A year ago I scoffed at people who celebrated their dog’s birthday. Dogs have no conception of birthdays or celebrations. The whole idea is absurd. And yet…just look at Tatum. She is the most adorable puppy I have ever seen. Including those in the Purina Puppy Chow commercials. It was fun to throw a little party for her—mainly for the fun photo op.

Friends have accused me of spoiling Tatum. And I will admit that, on occasion, I am guilty of that. But there are far worse things that pet owners do than buy a birthday present. In fact, the whole pet pampering business has exploded in recent years to ludicrous proportions. I vow, here and now, that I will never—repeat never—do any of the following:

  • Purchase a Halloween costume and have Tatum dress up like a bumblebee.
  • Celebrate Valentine’s Day with my pet.
  • Nor St. Patrick’s Day, or New Year’s or…you get the picture.
  • Call my answering machine to let my pet know that I won’t be home until later.
  • Take Tatum to a pet psychologist…(honestly, it’s the owners who need therapy.)
  • Buy refrigerated dog food. I wish I were kidding. (www.delifreshpet.com)
  • Bring Tatum to a Doggie Day Care. Dogs know how to occupy themselves. Believe me. It’s called a chew toy.
  • Ever step foot on the premises of a luxury boarding kennel. (www.pamperedpetsinn.com) It is tragic that such places are in business when nearly half the world’s population lives in poverty.
  • Ditto with doggie spas. Yep, doggie spas. (www.pamperedpuppy.com/features/200601_nycspas.php) This article describes a masseur who “has developed a special massage combining elements of Reiki, myofascial release and acupressure. He loves his canine clients and says, ‘They respond well to therapy because they have no skeptism.’” Of course they don’t have skeptism. They are dogs. Overwhelmingly instinctual animals. They react instead of employing critical thinking skills. Did Pavlov teach us nothing? I want to know if these dogs even know what’s happening to them. Their senses are rather simple. A good, old-fashioned bath will appear the same as an exorbitant ‘Mandarin Green Tea Coconut Crème’ shampoo & massage treatment.

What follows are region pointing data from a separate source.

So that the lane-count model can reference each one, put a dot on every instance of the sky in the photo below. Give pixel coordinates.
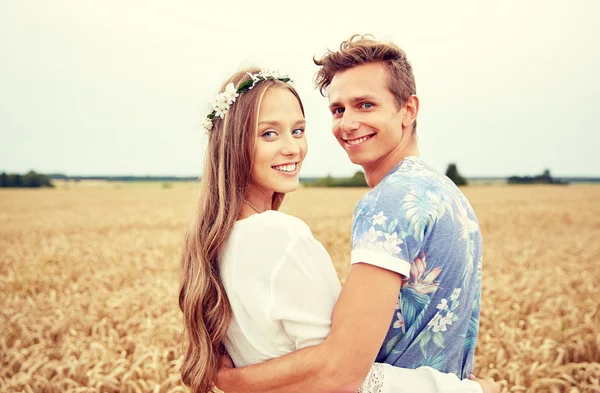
(119, 87)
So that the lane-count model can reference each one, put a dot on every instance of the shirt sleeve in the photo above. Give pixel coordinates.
(385, 378)
(383, 234)
(304, 290)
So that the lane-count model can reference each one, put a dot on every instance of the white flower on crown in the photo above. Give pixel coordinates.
(206, 124)
(223, 101)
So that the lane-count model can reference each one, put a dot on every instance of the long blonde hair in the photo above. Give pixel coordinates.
(227, 176)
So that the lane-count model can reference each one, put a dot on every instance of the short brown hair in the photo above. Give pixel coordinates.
(364, 49)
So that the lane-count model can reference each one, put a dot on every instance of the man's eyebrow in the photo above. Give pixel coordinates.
(354, 100)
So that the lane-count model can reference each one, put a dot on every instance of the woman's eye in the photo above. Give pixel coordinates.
(269, 134)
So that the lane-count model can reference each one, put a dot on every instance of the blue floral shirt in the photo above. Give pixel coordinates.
(418, 223)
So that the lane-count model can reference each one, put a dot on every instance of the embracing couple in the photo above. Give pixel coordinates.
(261, 293)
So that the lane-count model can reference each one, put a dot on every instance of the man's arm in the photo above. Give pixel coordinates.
(360, 321)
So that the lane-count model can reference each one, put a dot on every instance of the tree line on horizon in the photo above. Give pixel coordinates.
(33, 179)
(29, 180)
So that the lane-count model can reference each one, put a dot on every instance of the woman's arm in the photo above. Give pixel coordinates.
(344, 361)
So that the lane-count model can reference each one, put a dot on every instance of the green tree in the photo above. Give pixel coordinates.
(455, 176)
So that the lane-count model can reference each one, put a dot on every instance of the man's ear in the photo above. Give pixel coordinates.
(411, 108)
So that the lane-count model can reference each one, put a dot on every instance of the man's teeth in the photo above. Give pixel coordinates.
(286, 168)
(359, 140)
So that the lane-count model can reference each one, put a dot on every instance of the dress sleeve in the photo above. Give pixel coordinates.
(304, 291)
(385, 378)
(305, 288)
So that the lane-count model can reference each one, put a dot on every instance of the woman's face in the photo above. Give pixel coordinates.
(280, 145)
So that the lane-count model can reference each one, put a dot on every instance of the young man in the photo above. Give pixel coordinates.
(415, 280)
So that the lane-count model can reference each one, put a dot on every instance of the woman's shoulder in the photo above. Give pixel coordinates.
(278, 224)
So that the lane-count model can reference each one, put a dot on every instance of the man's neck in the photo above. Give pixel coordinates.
(376, 172)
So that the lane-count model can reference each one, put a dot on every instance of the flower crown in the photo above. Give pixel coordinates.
(224, 100)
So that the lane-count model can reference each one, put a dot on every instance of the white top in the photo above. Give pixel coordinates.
(282, 288)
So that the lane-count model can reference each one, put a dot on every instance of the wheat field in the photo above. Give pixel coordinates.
(89, 281)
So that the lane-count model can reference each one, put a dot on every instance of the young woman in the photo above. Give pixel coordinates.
(255, 282)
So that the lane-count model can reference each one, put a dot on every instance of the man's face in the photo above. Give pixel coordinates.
(366, 119)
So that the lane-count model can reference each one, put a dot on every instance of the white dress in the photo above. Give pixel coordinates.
(282, 288)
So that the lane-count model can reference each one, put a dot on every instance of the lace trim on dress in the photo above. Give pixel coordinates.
(374, 381)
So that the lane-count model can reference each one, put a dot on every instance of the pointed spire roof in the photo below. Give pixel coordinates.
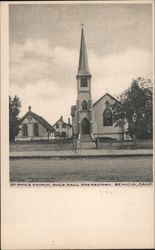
(83, 69)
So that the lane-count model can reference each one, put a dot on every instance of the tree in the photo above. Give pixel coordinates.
(135, 106)
(14, 110)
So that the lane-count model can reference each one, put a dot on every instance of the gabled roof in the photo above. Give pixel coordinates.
(67, 124)
(40, 119)
(83, 69)
(104, 96)
(73, 109)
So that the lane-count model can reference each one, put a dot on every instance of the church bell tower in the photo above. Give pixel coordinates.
(84, 101)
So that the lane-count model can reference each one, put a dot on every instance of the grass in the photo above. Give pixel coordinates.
(129, 169)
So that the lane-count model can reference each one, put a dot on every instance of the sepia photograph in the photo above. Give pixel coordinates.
(77, 96)
(80, 92)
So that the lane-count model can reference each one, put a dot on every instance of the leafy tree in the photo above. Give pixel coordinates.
(135, 106)
(14, 109)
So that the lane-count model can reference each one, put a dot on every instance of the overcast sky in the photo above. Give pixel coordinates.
(44, 52)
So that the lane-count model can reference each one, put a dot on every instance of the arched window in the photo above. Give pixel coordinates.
(57, 134)
(36, 130)
(25, 130)
(84, 105)
(107, 117)
(63, 134)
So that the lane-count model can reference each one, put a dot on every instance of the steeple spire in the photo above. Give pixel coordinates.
(83, 69)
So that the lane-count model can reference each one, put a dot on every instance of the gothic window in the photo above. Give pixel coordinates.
(84, 105)
(84, 82)
(63, 134)
(25, 130)
(63, 125)
(57, 134)
(36, 130)
(107, 117)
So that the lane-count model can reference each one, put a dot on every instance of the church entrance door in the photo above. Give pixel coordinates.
(85, 125)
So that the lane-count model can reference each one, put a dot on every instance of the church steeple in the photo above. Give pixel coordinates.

  • Which brings us to pet massages. A professional massage is too much of a luxury for me. Why would I pay for my dog to receive such treatment? The poor dogs probably think they’re being tortured in a strange, human way. Anything for a dollar, right? Or $60/hr in some cases.

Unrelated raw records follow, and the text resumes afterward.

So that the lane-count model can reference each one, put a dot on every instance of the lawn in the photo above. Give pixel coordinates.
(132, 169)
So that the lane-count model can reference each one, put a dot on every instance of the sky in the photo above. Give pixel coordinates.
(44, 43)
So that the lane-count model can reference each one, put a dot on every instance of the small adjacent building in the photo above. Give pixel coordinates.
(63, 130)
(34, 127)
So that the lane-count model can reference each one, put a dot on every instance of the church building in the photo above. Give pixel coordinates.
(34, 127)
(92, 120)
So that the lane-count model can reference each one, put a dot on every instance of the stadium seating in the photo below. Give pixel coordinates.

  • Present Tatum with jewelry or jewel-studded collars.
  • Commission an artist to paint my dog’s portrait.
  • Send her on a Pet Airways flight. This has to be a joke, right? (www.petairways.com)

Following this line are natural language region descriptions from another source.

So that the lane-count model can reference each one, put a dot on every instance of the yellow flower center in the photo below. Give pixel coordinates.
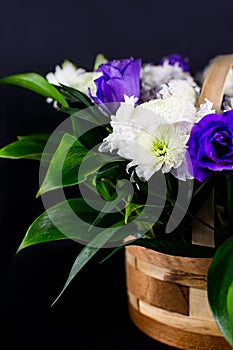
(159, 148)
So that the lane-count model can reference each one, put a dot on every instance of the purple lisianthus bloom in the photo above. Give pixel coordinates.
(210, 145)
(120, 77)
(175, 58)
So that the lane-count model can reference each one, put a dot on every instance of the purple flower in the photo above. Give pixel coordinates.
(211, 145)
(175, 58)
(120, 77)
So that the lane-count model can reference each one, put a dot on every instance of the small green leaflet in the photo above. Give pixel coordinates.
(29, 147)
(64, 165)
(88, 252)
(220, 288)
(36, 83)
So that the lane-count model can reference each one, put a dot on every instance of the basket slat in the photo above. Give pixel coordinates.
(170, 305)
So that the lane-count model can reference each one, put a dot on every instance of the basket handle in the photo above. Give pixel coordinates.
(213, 86)
(213, 90)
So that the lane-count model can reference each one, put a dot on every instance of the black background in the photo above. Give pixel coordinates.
(35, 36)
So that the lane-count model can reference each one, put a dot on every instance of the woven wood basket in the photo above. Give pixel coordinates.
(167, 294)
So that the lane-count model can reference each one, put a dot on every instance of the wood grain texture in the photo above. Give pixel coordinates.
(178, 338)
(167, 275)
(213, 86)
(168, 296)
(167, 310)
(198, 266)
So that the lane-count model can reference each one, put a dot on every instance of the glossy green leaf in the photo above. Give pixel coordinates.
(220, 288)
(29, 147)
(100, 59)
(75, 95)
(70, 219)
(36, 83)
(64, 165)
(88, 252)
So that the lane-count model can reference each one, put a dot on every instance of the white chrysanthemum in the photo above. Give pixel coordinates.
(149, 141)
(204, 109)
(172, 109)
(68, 74)
(152, 75)
(180, 89)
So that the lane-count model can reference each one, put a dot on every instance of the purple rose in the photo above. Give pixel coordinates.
(120, 77)
(176, 58)
(210, 145)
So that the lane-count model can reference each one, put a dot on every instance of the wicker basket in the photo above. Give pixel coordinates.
(167, 294)
(168, 299)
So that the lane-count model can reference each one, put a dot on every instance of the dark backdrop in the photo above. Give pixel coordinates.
(35, 36)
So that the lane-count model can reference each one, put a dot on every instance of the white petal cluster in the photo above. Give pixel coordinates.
(68, 74)
(153, 135)
(153, 75)
(148, 140)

  • Learn and perform yoga with my dog. Doga, as it’s called. This is really too much. (www.nytimes.com/2009/04/09/fashion/09fitness.html, http://www.dogadog.com)

See? my love of Tatum is not so extreme after all. A new collar for her birthday is astonishingly mellow compared to the gross excesses of pet pampering. In fact, I feel quite normal.

What is the craziest thing you’ve done for your pet?